Secondly: If I have 75000 years to waste I might as well take over the world at some point. Seems like a good return on investment. And really, how hard can it be? Maybe 300 years, tops?
Sounds like a good premise for a humorous science fiction story—someone tries that, and discovers the world has such a wide range of behavior that every effort to take it over has unmanageable side effects. Unmanageable but harmless side effects, since this is a humorous story.
Most of your post is well reasoned, but I disagree with the opening paragraph:
A dangerous intelligence doesn’t have to be smart in all domains, it can just be smart in a single dangerous domain. For example, I’d say that a group of uploaded minds running at 1000x speed is an existential risk.
Possibly. If that domain can overwhelm other areas. But its still the general intelligences—those capable of using their weather prediction modules to be socially seductive instead—that have the most potential to go wrong.
There are some ways of taking over human society that are much easier than others (though we might not know which are easiest at the moment). A narrow intelligence gets to try one thing, and that has to work, while a general intelligence can search through many different approaches.

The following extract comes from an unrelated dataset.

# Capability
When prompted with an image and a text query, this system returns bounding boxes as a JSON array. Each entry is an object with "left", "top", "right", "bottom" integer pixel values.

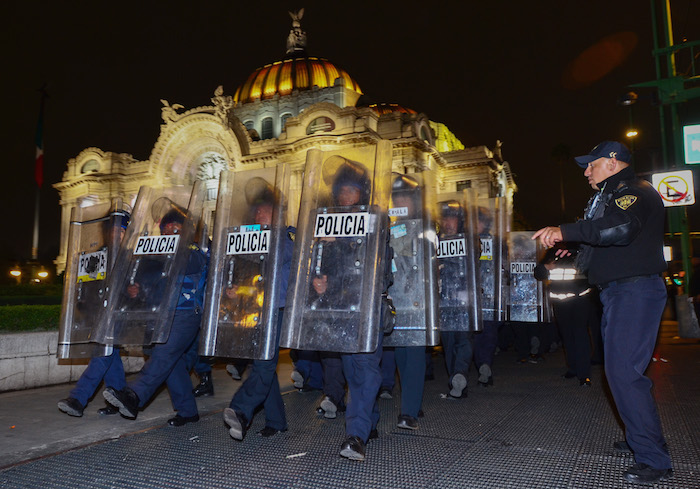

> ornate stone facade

Yeah, I agree that a truly general intelligence would be the most powerful thing, if it could exist. But that doesn’t mean it’s the main thing to worry about, because non-general intelligences can be powerful enough to kill everyone, and higher degrees of power probably don’t matter as much.
For example, fast uploads aren’t general by your definition, because they’re only good at the same things that humans are good at, but that’s enough to be dangerous. And even a narrow tool AI can be dangerous, if the domain is something like designing weapons or viruses or nanotech. Sure, a tool AI is only dangerous in the wrong hands, but it will fall into wrong hands eventually, if something like FAI doesn’t happen first.

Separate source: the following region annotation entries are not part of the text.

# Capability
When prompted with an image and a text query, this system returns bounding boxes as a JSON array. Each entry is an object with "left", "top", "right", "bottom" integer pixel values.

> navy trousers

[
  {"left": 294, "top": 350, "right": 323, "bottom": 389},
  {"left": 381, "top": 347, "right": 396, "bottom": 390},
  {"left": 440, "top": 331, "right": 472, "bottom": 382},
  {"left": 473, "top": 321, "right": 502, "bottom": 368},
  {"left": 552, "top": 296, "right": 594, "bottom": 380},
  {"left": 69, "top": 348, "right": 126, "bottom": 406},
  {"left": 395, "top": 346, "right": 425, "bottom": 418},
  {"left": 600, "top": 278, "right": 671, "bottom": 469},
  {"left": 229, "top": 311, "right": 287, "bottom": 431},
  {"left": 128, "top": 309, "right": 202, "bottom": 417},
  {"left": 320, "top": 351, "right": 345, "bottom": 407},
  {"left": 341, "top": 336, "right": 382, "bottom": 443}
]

We seem to have drifted into agreement.
I’m not worrying about 1000x chicken minds. Do you think that the only thing stopping an average person from taking over the world is the fact that they don’t live to 75000?
First of all a mind running at 1000x the speed is quite different from a person living to 75000. Imagine boxing (with gloves and all) with somebody while you could move at twice the speed—this is quite different from boxing with somebody while you have twice his stamina (in the latter case you will win after a long and equal fight where your opponent gets tired. In the former case I’d be surprised if your opponent managed to land a hit).
Secondly: If I have 75000 years to waste I might as well take over the world at some point. Seems like a good return on investment. And really, how hard can it be? Maybe 300 years, tops?
Sounds like a good premise for a humorous science fiction story—someone tries that, and discovers the world has such a wide range of behavior that every effort to take it over has unmanageable side effects. Unmanageable but harmless side effects, since this is a humorous story.